L'élection présidentielle tanzanienne a abouti à une victoire écrasante pour la présidente sortante, Samia Suluhu Hassan, confirmant sa position à la tête du pays avec un score de 97,66 % des suffrages exprimés. Les résultats, annoncés par la Commission électorale nationale, marquent sa première élection au suffrage universel direct depuis son accession à la présidence en 2021 suite au décès de son prédécesseur, John Magufuli. Cependant, ce triomphe spectaculaire doit être analysé à travers le prisme d'une stratégie politique d'exclusion de l'opposition qui a largement pavé la voie à ce résultat.

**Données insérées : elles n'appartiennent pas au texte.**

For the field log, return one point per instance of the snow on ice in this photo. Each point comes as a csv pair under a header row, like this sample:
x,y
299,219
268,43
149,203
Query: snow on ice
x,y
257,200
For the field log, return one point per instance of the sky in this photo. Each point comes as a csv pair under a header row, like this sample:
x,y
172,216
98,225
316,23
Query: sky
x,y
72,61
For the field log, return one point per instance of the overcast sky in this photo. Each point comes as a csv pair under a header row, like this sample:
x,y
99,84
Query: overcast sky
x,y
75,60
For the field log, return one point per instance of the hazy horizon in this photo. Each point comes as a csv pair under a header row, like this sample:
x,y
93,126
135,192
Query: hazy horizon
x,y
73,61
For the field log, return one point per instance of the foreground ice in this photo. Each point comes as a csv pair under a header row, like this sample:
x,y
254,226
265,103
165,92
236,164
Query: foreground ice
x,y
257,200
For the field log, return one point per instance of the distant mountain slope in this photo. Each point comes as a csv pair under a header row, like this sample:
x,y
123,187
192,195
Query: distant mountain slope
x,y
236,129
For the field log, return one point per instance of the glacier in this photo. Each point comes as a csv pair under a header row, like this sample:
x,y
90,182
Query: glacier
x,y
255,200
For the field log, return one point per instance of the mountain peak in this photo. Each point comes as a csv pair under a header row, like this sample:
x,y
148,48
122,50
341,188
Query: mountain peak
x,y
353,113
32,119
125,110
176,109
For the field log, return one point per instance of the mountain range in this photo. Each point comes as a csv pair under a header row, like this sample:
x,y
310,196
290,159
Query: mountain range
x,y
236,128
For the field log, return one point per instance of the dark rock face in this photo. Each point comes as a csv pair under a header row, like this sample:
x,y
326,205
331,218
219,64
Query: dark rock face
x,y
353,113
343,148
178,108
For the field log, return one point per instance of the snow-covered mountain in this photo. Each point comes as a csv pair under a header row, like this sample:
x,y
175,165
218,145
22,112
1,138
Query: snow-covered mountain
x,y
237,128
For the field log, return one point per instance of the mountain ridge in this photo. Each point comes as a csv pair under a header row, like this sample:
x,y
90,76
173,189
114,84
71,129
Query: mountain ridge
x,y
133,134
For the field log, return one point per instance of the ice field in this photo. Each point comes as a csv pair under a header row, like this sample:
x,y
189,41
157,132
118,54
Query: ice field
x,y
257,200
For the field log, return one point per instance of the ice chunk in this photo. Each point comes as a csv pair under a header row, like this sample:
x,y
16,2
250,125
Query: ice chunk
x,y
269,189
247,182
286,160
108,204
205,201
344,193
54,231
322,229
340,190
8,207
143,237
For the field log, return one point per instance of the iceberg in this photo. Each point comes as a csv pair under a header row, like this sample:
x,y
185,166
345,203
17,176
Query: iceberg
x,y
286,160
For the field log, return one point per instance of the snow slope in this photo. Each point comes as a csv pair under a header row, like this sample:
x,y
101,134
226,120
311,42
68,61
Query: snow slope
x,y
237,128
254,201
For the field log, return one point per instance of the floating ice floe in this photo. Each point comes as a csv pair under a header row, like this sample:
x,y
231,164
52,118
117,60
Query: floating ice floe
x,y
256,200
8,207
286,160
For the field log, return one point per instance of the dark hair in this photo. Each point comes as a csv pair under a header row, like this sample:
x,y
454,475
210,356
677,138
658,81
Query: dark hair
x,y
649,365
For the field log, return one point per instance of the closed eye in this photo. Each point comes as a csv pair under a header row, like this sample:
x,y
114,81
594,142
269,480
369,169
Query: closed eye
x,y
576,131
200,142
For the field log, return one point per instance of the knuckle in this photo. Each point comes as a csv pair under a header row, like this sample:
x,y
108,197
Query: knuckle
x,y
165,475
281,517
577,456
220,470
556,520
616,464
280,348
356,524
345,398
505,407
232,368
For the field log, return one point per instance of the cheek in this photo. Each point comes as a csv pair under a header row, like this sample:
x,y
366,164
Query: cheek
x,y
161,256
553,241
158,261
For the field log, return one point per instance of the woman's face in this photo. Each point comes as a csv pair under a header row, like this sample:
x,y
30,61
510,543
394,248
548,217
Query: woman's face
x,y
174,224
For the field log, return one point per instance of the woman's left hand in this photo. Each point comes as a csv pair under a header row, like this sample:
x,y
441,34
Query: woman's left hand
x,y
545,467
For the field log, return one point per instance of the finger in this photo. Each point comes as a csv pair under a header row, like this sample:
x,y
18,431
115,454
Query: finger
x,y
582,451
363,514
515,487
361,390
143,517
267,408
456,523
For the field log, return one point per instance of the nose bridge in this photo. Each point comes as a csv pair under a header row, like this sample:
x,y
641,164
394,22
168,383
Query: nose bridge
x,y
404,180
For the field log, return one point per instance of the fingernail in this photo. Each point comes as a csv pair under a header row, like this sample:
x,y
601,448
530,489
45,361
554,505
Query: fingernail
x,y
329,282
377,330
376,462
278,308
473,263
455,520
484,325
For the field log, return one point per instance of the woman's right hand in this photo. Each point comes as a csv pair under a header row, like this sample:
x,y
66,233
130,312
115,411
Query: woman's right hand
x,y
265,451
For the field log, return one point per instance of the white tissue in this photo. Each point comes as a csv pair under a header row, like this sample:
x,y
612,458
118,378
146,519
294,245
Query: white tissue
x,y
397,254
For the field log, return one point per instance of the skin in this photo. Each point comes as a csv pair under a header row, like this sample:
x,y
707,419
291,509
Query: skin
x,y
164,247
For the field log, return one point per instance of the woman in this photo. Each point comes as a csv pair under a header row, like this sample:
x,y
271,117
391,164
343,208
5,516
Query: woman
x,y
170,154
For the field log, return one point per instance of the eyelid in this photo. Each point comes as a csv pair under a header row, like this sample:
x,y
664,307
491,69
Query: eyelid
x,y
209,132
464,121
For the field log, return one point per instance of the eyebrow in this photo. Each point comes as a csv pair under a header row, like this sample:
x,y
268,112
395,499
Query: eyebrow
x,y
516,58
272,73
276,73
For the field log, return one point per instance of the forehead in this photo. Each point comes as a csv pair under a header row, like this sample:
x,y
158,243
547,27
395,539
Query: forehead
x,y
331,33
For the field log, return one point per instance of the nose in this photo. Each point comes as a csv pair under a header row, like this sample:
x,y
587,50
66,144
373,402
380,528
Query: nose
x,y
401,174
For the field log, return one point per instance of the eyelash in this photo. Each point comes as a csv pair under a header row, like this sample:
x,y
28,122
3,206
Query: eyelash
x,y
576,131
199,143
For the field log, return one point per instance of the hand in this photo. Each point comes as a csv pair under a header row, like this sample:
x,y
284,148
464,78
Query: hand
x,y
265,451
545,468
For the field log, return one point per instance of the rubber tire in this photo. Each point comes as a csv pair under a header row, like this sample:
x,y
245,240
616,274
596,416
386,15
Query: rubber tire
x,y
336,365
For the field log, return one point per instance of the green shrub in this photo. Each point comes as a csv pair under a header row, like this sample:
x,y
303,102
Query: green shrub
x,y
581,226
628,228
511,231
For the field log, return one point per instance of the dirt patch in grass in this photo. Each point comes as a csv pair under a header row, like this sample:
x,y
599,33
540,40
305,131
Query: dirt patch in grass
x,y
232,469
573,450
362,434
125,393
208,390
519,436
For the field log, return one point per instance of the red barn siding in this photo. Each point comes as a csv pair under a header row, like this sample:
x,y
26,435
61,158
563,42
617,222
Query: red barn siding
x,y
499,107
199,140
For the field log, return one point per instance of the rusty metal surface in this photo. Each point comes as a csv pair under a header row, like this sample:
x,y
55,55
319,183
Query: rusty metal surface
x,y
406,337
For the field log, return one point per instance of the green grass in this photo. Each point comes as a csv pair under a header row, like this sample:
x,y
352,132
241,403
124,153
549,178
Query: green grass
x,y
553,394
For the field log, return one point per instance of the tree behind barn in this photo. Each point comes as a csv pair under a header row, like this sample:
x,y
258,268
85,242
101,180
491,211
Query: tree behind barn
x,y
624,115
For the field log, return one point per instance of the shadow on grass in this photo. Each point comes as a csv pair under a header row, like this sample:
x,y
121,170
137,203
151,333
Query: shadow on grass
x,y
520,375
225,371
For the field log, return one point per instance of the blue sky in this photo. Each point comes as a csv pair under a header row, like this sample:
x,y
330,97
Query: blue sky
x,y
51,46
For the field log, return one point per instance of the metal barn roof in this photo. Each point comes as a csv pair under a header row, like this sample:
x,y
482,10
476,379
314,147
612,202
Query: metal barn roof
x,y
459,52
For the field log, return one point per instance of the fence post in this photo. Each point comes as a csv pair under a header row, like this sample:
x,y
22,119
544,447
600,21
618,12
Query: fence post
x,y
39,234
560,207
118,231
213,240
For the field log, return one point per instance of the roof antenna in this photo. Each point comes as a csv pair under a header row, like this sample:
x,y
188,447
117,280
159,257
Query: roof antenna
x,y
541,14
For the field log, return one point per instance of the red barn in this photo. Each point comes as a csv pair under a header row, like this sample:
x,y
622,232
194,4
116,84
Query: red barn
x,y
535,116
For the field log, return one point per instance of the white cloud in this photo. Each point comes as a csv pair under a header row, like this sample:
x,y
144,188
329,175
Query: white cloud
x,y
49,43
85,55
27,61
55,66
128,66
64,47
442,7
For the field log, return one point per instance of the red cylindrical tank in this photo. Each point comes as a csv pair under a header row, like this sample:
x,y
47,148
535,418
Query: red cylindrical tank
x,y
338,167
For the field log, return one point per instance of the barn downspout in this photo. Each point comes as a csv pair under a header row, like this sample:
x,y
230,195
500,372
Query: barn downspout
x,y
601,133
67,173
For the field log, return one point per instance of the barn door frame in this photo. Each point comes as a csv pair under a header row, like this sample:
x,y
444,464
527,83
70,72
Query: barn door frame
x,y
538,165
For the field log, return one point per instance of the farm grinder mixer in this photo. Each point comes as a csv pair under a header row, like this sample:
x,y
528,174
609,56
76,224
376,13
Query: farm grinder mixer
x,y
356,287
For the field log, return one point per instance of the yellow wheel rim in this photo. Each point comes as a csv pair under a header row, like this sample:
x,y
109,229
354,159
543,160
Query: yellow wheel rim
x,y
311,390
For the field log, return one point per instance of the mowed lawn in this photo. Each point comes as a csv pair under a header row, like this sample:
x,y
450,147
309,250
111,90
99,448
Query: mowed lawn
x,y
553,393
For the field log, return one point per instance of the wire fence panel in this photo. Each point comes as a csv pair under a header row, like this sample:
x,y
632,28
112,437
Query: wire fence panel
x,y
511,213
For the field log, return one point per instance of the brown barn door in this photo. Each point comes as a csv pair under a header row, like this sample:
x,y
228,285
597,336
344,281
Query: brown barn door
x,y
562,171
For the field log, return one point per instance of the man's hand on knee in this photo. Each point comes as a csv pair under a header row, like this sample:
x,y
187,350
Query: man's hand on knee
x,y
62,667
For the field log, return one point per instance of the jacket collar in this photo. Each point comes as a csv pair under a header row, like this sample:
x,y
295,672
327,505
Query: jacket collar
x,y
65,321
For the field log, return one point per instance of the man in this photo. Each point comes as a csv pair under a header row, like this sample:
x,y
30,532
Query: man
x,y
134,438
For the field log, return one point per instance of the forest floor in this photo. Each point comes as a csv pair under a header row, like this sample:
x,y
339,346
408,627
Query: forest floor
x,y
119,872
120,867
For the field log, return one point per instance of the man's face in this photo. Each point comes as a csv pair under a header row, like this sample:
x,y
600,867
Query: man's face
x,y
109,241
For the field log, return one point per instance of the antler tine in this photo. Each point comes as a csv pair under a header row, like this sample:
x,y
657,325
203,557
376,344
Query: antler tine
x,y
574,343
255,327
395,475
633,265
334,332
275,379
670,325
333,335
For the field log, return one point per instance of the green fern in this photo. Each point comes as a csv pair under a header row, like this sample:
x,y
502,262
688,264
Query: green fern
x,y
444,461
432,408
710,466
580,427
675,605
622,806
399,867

Une Victoire à la Majorité Schiacciante
La Stratégie d'Exclusion : Clé de Voûte du Succès
L'aspect le plus saillant et le plus controversé de ce scrutin réside dans la réussite de la stratégie d'affaiblissement et d'exclusion de l'opposition. Les élections ont été entachées de fortes tensions et de trois jours de violences, des indicateurs clairs d'un processus loin d'être serein.
- Répression et Intimidation : Sous l'ère Magufuli, et même si Samia Suluhu Hassan avait initialement promis un assouplissement, les lois restrictives et les pratiques d'intimidation contre les partis d'opposition et les médias critiques ont persisté ou été appliquées stratégiquement.
- Obstacles Logistiques et Légaux : L'opposition a fait face à des obstacles majeurs (retraits de candidatures, difficultés de campagne, arrestations d'activistes) qui ont systématiquement réduit leur capacité à concourir efficacement.
- Absence de Concurrence Réelle : L'absence ou la mise hors jeu des figures de l'opposition les plus populaires, que ce soit par le bannissement politique, l'exil ou des contraintes légales, a créé un vide concurrentiel. Ce vide a permis à la candidate du parti au pouvoir de se présenter devant un électorat où l'alternative crédible était de facto inexistante.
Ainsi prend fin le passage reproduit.